(Takes sword.)
Prince of Marshes: (Catching his hand.) Go easy now, go easy.
Manus: Take off your hand! I say I will die with her!
Prince of Marshes: That will not raise her up again. But I, now, if I have no skill in killing beasts or men, have maybe the means of bringing her back to life.
Nurse: Oh, my blessing on you! What is it you have at all?
Prince of Marshes: (Taking bag from his Aunt.) These three leaves from the Tree of Power that grows by the Well of Healing.
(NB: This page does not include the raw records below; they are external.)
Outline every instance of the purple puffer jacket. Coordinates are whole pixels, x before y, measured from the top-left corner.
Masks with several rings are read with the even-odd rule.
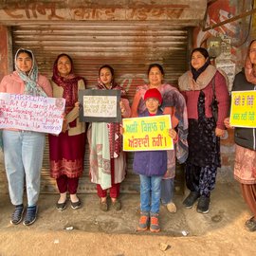
[[[163,115],[160,110],[156,116]],[[139,117],[149,117],[145,110]],[[167,171],[167,151],[143,151],[136,152],[134,155],[134,172],[138,174],[162,176]]]

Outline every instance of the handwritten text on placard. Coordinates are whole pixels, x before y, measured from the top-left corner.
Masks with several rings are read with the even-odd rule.
[[[256,127],[256,91],[234,91],[231,94],[230,124]]]
[[[62,98],[0,93],[0,128],[60,134],[65,101]]]
[[[117,117],[117,97],[83,96],[83,113],[87,117]]]
[[[123,119],[123,150],[172,150],[170,115]]]

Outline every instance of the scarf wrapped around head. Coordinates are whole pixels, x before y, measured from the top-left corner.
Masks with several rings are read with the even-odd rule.
[[[248,50],[247,50],[247,56],[246,59],[246,64],[245,64],[245,74],[247,81],[256,84],[256,72],[253,70],[253,64],[249,59],[249,51],[251,45],[256,41],[256,39],[252,40],[249,44]]]
[[[62,77],[58,71],[58,61],[61,57],[64,56],[68,58],[71,64],[70,73],[66,77]],[[71,111],[74,107],[75,102],[78,101],[78,82],[80,80],[83,80],[84,82],[82,77],[75,76],[74,64],[71,57],[64,53],[60,54],[53,64],[52,81],[64,89],[63,98],[65,99],[65,114],[68,114],[68,112]]]
[[[102,65],[100,68],[100,71],[104,67],[108,68],[112,74],[112,81],[111,81],[110,87],[108,88],[101,82],[100,78],[100,72],[99,72],[97,88],[100,90],[119,90],[121,93],[121,98],[125,98],[126,91],[120,85],[115,82],[114,69],[109,65]],[[110,146],[110,157],[116,158],[119,156],[119,154],[122,148],[122,137],[119,131],[119,123],[117,123],[117,122],[108,123],[107,128],[108,128],[108,137],[109,137],[109,146]]]
[[[209,53],[207,49],[198,47],[192,51],[191,59],[195,51],[199,51],[206,59],[206,63],[198,70],[191,65],[191,70],[184,73],[178,79],[178,87],[180,91],[197,91],[203,90],[212,80],[217,72],[215,66],[210,63]]]
[[[29,70],[28,74],[26,74],[25,72],[20,70],[17,65],[17,58],[19,54],[22,52],[28,54],[28,56],[31,56],[31,59],[32,59],[32,67]],[[18,75],[25,82],[24,93],[32,95],[32,96],[47,97],[47,95],[45,93],[42,87],[37,84],[38,66],[37,66],[37,63],[36,63],[33,52],[29,49],[19,48],[15,54],[14,63],[15,63],[15,70],[17,71]]]

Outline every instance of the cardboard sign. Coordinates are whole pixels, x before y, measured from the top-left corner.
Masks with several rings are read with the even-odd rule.
[[[231,92],[230,125],[256,127],[256,91]]]
[[[119,90],[81,90],[80,119],[88,122],[120,122]]]
[[[173,150],[170,115],[123,119],[123,151]]]
[[[58,135],[65,101],[62,98],[0,93],[0,128]]]

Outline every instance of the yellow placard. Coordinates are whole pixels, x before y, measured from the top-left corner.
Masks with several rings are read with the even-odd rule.
[[[173,150],[170,115],[123,119],[123,151]]]
[[[231,92],[230,125],[256,127],[256,91]]]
Here they are now for you, tied with a thread of the wool of the sheep of the Land of Promise. There is power in them to bring one person only back to life.
First Aunt: Give them back to me! You have your own life to think of as well as any other one!
Second Aunt: Do not spend and squander that cure on any person but yourself!
Prince of Marshes: (Giving the leaves.) And if I have given her my love that it is likely I will give to no other woman for ever, indeed and indeed, I would not ask her or wish her to wed with a very frightened man, and that is what I was a while ago. But you yourself have earned her, being brave.
Manus: (Taking leaves.) I never will forget it to you. You will be a brave man yet.
Prince of Marshes: Give me in place of it your sword; for I am going my lone through the world for a twelvemonth and a day, till I will learn to fight with my own hand.
(Manus gives him sword. He throws off cloak and outer coat and fastens it on.)
Nurse: Stand back, now. Let the whole of ye stand back. (She lays a leaf on the Princess’s mouth and one on each of her hands.) I call on you by the power of the Seven Belts of the Heavens, of the Twelve Winds of the World, of the Three Waters of the Sea!
(Princess stirs slightly.)
King: That is a wonder of wonders! She is stirring!
Manus: Oh, my share of the world! Are you come back to me?
Princess: It was a hard fight he wrestled with. ...I thought I heard his voice.... Is he come from danger?
Nurse: He did. Here he is. He that saved you and that killed the Dragon, and that let on to be a serving boy, and he no less than one of the world’s kings!
Manus: Here I am, my dear, beside you, to be your comrade and your company for ever.
Princess: You!...Yes, it is yourself. Forgive me. I am sorry that I spoke unkindly to you a while ago; I am ashamed that it failed me to know you to be a king.
(She stands up, helped by Nurse.)
Manus: It was my own fault and my folly. What way could you know it? There is nothing to forgive.
Princess: But ...if I did not recognise you as a king ...anyway ...the time you dropped the eggs ...I was nearly certain that you were no cook!